July 14, 2007 at 12:09 am
robnesvacil
Mr. Graf,
Many folks who claim to be Christian, as I wrote, incredibly do not reflect his teachings in either their words or actions — yet they swear up and down that they are. Sad, really.
This is unfortunately but one example.
July 14, 2007 at 8:53 am
David P. Graf
Well – I think there is something to be said for the comment that being a Christian doesn’t necessarily make someone perfect. But, hopefully, it makes that person less of a SOB or jerk than he/she would be otherwise. As for my “halo”, I don’t wear it in public very often (unlike some politicians!) because I’m all too aware of my failings.
July 14, 2007 at 12:57 pm
robnesvacil
Mr. Graf,
Failings and foibles notwithstanding, folks like Mr. Wildmon and Mr. Barton claim to be purveryors of an all-knowing Truth, the only Truth as they claim.

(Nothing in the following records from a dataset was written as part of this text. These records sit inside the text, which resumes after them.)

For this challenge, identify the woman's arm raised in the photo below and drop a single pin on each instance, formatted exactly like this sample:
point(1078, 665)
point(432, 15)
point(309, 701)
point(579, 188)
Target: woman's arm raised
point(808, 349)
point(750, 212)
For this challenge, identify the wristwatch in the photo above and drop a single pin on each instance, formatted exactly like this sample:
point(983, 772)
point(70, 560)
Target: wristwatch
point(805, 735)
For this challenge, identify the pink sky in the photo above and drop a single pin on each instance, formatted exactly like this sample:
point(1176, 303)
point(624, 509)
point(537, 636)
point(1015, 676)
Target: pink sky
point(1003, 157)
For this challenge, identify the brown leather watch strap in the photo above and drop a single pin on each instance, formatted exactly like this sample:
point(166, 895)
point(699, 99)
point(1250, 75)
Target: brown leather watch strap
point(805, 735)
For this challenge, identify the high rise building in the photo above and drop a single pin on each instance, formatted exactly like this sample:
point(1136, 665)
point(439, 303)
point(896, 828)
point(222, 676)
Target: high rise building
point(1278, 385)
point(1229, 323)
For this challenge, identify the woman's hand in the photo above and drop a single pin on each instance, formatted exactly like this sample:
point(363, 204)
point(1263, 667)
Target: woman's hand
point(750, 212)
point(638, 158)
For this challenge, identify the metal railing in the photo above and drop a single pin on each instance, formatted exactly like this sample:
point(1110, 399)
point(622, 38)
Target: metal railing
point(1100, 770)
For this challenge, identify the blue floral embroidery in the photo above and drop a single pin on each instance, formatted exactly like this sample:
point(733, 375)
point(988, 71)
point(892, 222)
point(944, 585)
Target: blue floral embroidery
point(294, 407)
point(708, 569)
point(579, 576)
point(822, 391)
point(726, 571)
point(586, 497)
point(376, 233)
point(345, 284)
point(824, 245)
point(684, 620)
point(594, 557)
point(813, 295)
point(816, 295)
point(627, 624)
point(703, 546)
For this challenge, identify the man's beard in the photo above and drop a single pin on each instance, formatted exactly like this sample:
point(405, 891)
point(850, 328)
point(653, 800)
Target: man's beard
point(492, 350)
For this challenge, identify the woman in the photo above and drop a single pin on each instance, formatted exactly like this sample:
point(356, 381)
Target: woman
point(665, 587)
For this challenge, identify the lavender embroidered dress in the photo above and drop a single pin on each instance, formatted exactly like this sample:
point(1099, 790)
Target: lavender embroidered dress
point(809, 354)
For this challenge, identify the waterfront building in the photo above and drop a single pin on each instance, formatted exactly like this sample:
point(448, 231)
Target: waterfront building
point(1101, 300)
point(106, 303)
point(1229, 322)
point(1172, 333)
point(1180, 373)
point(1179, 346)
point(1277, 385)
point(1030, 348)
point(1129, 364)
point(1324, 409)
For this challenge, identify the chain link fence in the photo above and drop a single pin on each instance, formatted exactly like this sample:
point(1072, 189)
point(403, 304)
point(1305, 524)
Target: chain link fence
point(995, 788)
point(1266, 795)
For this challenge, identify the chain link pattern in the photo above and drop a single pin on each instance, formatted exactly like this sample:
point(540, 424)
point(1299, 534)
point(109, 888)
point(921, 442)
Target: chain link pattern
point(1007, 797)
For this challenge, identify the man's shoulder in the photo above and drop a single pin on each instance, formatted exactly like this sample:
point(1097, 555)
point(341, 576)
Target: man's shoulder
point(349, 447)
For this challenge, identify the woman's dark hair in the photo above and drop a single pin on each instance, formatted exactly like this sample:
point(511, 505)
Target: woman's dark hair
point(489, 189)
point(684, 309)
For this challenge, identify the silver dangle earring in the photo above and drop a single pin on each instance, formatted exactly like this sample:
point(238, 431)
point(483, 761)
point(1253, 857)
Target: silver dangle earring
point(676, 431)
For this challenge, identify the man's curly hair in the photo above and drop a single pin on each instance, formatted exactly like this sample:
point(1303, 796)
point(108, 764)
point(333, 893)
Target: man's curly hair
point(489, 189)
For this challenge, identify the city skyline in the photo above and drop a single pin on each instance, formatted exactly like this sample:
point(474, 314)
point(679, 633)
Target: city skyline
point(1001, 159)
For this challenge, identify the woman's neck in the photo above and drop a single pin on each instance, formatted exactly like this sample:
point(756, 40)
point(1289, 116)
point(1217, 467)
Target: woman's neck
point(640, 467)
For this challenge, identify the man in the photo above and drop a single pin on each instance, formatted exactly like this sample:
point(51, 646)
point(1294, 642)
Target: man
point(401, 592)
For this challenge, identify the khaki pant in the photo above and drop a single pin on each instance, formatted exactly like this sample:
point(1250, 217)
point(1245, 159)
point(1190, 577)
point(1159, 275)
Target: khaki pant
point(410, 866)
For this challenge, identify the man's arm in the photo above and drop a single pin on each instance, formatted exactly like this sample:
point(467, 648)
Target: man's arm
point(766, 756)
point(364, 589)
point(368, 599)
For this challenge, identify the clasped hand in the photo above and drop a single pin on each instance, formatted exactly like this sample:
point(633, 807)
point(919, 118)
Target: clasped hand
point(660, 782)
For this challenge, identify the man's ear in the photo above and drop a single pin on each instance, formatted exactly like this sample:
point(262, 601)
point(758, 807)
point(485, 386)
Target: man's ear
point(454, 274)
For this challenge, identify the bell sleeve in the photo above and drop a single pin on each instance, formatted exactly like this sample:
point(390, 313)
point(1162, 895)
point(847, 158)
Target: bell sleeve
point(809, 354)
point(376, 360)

That’s hardly “not necessarily perfect”. More like blasphemy.
July 15, 2007 at 10:48 pm
Narc
Except these people would likely claim that they are the ones fighting for the cause of Christ and it’s the moderates that allow for Hindu/Satan-worshipping to spread into the legislature.
There’s an astonishing arrogance in that statement. Christianity is not some mystical fairy dust that magically transforms people from jerks to pleasant company. Yes, plenty of Christians are nice people, but I’d submit that they were nice people anyway. Same with the jerks.
July 15, 2007 at 10:52 pm
robnesvacil
There’s an astonishing arrogance to many Dominionsts (not that Mr. Graf is one, but perhaps his own political biases blind him to it). Probably has something to do with them thinking they’re the only people who can possibly be saved during the impending Rapture (their claims to knowing said Rapture is indeed impending being, of course, blasphemous as they pretend to know the Will, and indeed the Very Plan, of God).